Art Is Not Useless
It’s just crammed in the wrong box
At Yale, Harold Bloom’s students would randomly shout line numbers from Paradise Lost, and he would recite them from memory.
Bloom loved the Western Canon. Still, he said that art is not “useful.” Attempting to sum it up into tidy moral lessons or, God forbid “takeaways” is to diminish and misunderstand it.
Hell yeah, brother. When we ask the question, “Is art useful?” we’re already on the wrong track. We’re trying to cram art into a box it doesn’t belong.
I’m reminded of Elon Musk posting on X about listening to the Iliad at 1.25x speed. I mean, I’m glad he’s listening (and audio is definitely the best way to experience it), but The Iliad is not Atomic Habits; you’re not meant to hurry to the key takeaways: “Top 10 Lesson from The Iliad: #7 Don’t Get Shot in Your Heel.”
Elon Musk, at least, takes it on faith that the staples of the Western Canon are important.

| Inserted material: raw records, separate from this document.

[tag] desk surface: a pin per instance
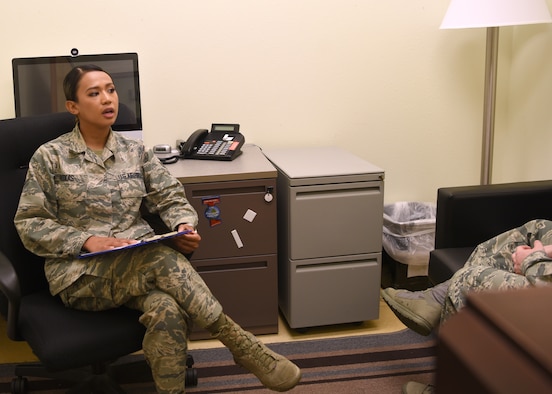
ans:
(251, 164)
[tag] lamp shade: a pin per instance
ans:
(494, 13)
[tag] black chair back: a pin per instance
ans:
(19, 138)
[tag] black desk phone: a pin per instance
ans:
(223, 142)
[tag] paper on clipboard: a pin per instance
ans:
(155, 238)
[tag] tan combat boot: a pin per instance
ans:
(273, 370)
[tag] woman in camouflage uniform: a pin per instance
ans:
(83, 193)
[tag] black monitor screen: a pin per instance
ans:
(38, 90)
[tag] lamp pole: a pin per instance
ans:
(489, 103)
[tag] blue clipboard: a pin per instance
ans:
(155, 238)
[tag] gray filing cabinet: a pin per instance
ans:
(330, 219)
(237, 256)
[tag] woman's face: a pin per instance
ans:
(97, 101)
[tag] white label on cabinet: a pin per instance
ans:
(237, 238)
(250, 215)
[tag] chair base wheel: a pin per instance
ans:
(19, 385)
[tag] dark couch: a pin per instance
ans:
(469, 215)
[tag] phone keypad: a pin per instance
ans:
(214, 147)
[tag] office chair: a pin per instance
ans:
(71, 345)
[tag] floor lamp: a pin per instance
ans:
(492, 14)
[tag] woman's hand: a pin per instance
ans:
(186, 243)
(522, 252)
(99, 244)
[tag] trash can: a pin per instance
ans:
(408, 237)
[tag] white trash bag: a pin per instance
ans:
(409, 231)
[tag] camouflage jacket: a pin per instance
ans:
(72, 193)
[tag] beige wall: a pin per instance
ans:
(377, 78)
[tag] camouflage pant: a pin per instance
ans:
(490, 266)
(163, 285)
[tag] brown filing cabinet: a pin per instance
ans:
(237, 257)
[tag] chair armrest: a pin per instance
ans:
(9, 286)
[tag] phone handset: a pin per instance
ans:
(193, 142)
(223, 142)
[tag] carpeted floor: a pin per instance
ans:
(379, 363)
(374, 357)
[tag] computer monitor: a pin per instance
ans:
(37, 83)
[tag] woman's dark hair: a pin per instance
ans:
(73, 77)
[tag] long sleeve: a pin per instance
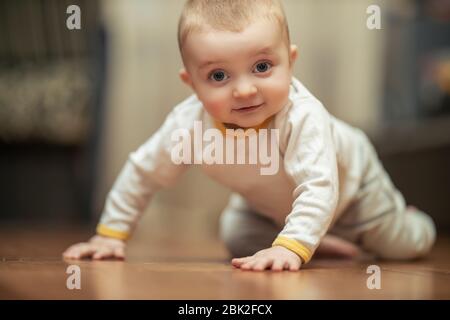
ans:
(310, 160)
(147, 170)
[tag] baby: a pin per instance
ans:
(238, 60)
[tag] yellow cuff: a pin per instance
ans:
(108, 232)
(295, 246)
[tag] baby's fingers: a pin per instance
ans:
(262, 264)
(237, 262)
(79, 251)
(119, 253)
(279, 265)
(294, 265)
(103, 253)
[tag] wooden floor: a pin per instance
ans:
(31, 268)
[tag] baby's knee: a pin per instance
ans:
(402, 237)
(244, 234)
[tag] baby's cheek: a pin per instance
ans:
(214, 108)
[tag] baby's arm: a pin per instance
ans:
(310, 160)
(97, 248)
(146, 171)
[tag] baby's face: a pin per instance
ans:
(242, 78)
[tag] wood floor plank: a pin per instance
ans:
(31, 268)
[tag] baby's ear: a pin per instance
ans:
(185, 77)
(293, 54)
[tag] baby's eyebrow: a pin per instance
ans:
(208, 63)
(265, 50)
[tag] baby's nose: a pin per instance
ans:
(244, 90)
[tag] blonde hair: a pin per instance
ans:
(228, 15)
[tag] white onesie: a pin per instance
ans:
(324, 164)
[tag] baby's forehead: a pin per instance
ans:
(258, 37)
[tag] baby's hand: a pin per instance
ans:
(276, 258)
(97, 248)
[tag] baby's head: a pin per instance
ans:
(237, 58)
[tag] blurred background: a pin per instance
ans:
(75, 103)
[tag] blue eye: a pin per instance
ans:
(262, 67)
(218, 75)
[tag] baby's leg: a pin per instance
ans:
(380, 221)
(244, 231)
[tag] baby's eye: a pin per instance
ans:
(262, 67)
(218, 75)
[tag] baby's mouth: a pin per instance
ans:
(249, 108)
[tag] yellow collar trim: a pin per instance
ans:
(246, 132)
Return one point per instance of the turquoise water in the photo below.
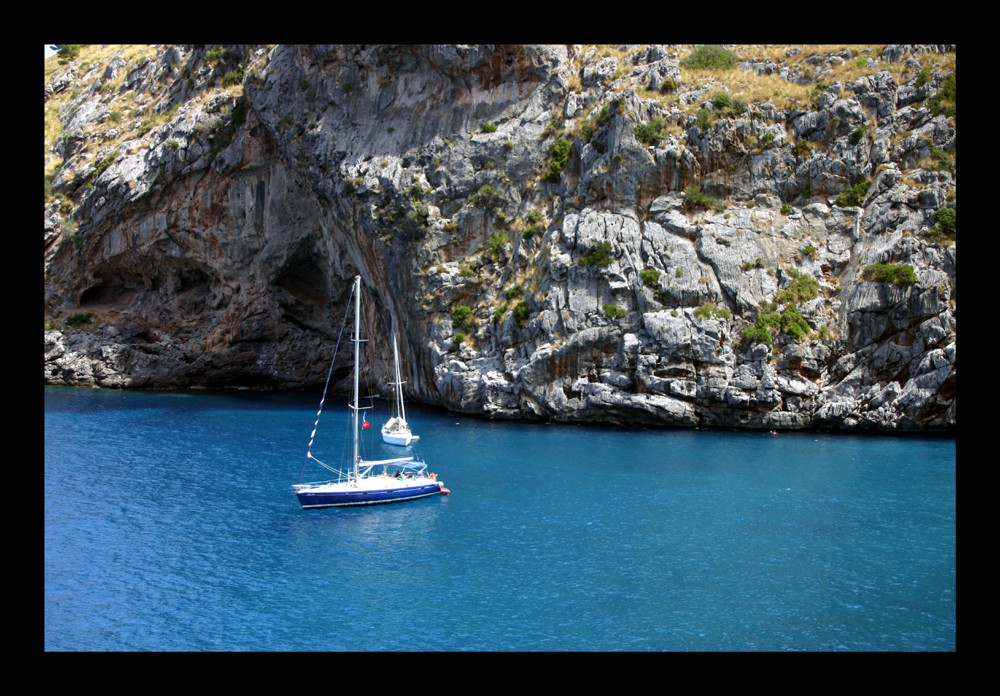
(170, 526)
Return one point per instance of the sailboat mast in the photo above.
(357, 363)
(399, 381)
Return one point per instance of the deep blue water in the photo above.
(170, 526)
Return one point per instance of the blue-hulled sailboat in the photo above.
(365, 482)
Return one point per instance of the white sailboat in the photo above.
(396, 430)
(365, 482)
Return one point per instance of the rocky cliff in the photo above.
(746, 236)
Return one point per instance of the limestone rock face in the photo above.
(214, 203)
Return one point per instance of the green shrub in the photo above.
(944, 231)
(793, 323)
(651, 133)
(757, 334)
(496, 244)
(521, 313)
(709, 58)
(860, 133)
(614, 311)
(650, 277)
(853, 196)
(944, 101)
(487, 197)
(559, 152)
(599, 254)
(695, 199)
(889, 273)
(710, 309)
(722, 100)
(704, 118)
(939, 161)
(802, 288)
(462, 317)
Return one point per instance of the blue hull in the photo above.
(342, 499)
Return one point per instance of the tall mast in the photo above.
(399, 381)
(357, 353)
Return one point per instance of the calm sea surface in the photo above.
(170, 526)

He hasn’t descended to the debased materialism of Sam Bankman-Fried, who said that Shakespeare being the greatest writer of all time was mathematically unlikely.
Literature is not software. Updates do not make the old versions irrelevant. Art does not function that way — it has different rules altogether. The Iliad is important because it is wondrous.